The President has made it very clear, though, that no option is off the table, that, in fact, the important thing here is that we reach the desired outcome, and that a nation with the kind of background that the current government of Iran has, obviously, would be, I think, a source of instability were they to possess nuclear weapons. Everybody in that part of the world, and really almost on a global basis, I think, has arrived at the same consensus, that Iran does not need and should not possess nuclear weapons.
Q: Mr. Vice President, poll numbers have been tough of late, yet the economy is growing and surging. The revenues of the government have increased significantly. We've got elections coming up. We've had a huge victory with Zarqawi. Do you feel the momentum has shifted?

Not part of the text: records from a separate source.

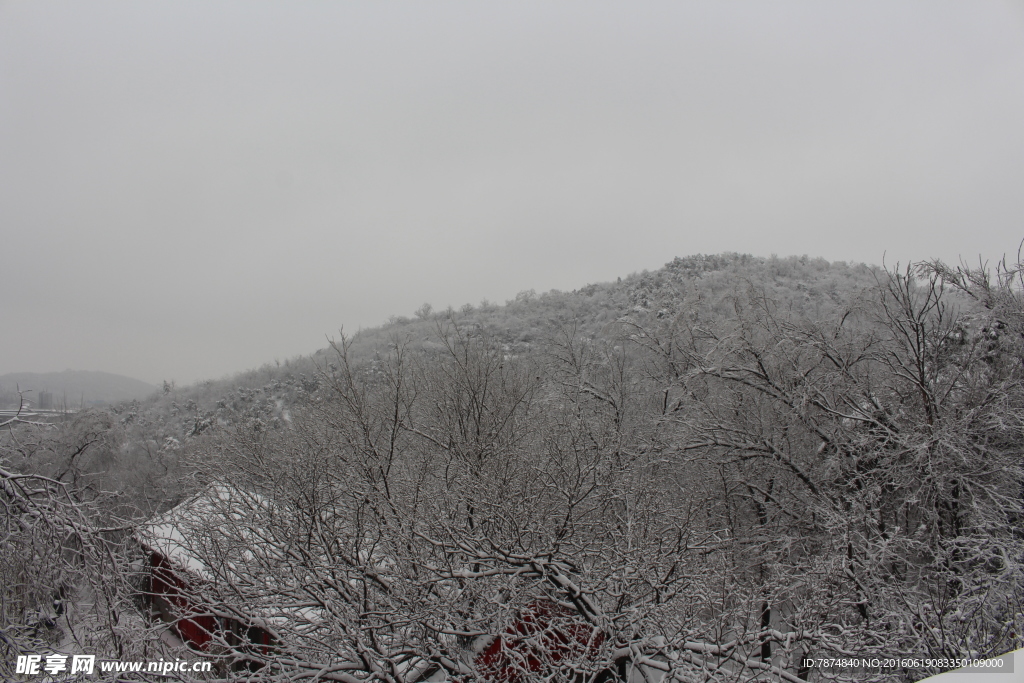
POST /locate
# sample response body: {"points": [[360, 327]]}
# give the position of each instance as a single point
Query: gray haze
{"points": [[188, 189]]}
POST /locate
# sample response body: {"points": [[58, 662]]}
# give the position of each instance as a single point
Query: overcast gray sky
{"points": [[190, 189]]}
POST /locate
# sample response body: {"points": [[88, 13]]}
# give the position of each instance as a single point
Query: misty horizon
{"points": [[190, 190]]}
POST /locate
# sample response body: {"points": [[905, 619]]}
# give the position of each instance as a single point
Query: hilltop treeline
{"points": [[717, 469]]}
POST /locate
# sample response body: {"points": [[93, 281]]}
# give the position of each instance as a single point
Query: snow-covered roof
{"points": [[176, 532]]}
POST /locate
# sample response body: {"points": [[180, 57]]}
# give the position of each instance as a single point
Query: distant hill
{"points": [[76, 387]]}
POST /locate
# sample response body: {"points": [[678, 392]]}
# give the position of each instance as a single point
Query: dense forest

THE VICE PRESIDENT: I think it has, Sean, but the President and I have the basic attitude we've got jobs to do, and we're going to do them just as long as we're here. There are elections this year. That's an important part of the process. I'm spending a fair amount of time out helping our candidates, and the President has done some of it.

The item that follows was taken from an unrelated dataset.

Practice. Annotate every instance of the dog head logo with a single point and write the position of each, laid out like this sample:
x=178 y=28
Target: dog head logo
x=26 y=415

Q: Are you comfortable that the Republicans will win?
THE VICE PRESIDENT: I think we will. We've got some great candidates. It's going to be an interesting year, in terms of the issues that are before the country. I think you're right, that the economy is ticking along in very good shape. I think we are -- if you look at the track record of the President and the global war on terror, it is a very significant success. We've liberated 50 million people. We've shut down the black market nuclear weapons provider, A.Q. Khan, that provided technology to Libya. We've got significant progress in that part of the world in many, many respects. We protected the United States against further attacks from the terrorists. We can't guarantee there won't be another attack, but the track record, I think, is remarkable.

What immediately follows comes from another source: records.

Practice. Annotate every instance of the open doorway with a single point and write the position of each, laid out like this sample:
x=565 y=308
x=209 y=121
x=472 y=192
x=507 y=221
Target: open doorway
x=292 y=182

Q: The last question I have is, the biggest criticism I hear from conservatives about the President and the Vice President -- the administration, that's you -- is they're not happy with the proposal on immigration, and anything that would be any kind of forgiveness or amnesty for illegal immigrants. In the 40 seconds we have, your response.
THE VICE PRESIDENT: Well, we've said we're not for amnesty, either. We believe we need to do border enforcement -- that's got to be the top priority -- and beef up our capacity at the border. We've already turned back about six million people since we got here. We also think we need a temporary guest worker program that would allow people to come in for jobs that Americans won't take, and then return again, so we know who's here and we know what they're doing here. We have not supported amnesty and do not support amnesty.
Q: Mr. Vice President, we always appreciate having you on. Congratulations. It's been a good run. And last quick question: Do you think you'll be able to pull some troops out quick?
THE VICE PRESIDENT: Well, I wouldn't want to speculate on that, Sean. I think the key question here is accomplishing the mission, and that's got to be the test.
Q: Vice President Cheney, thanks for being with us.
THE VICE PRESIDENT: Good to talk to you.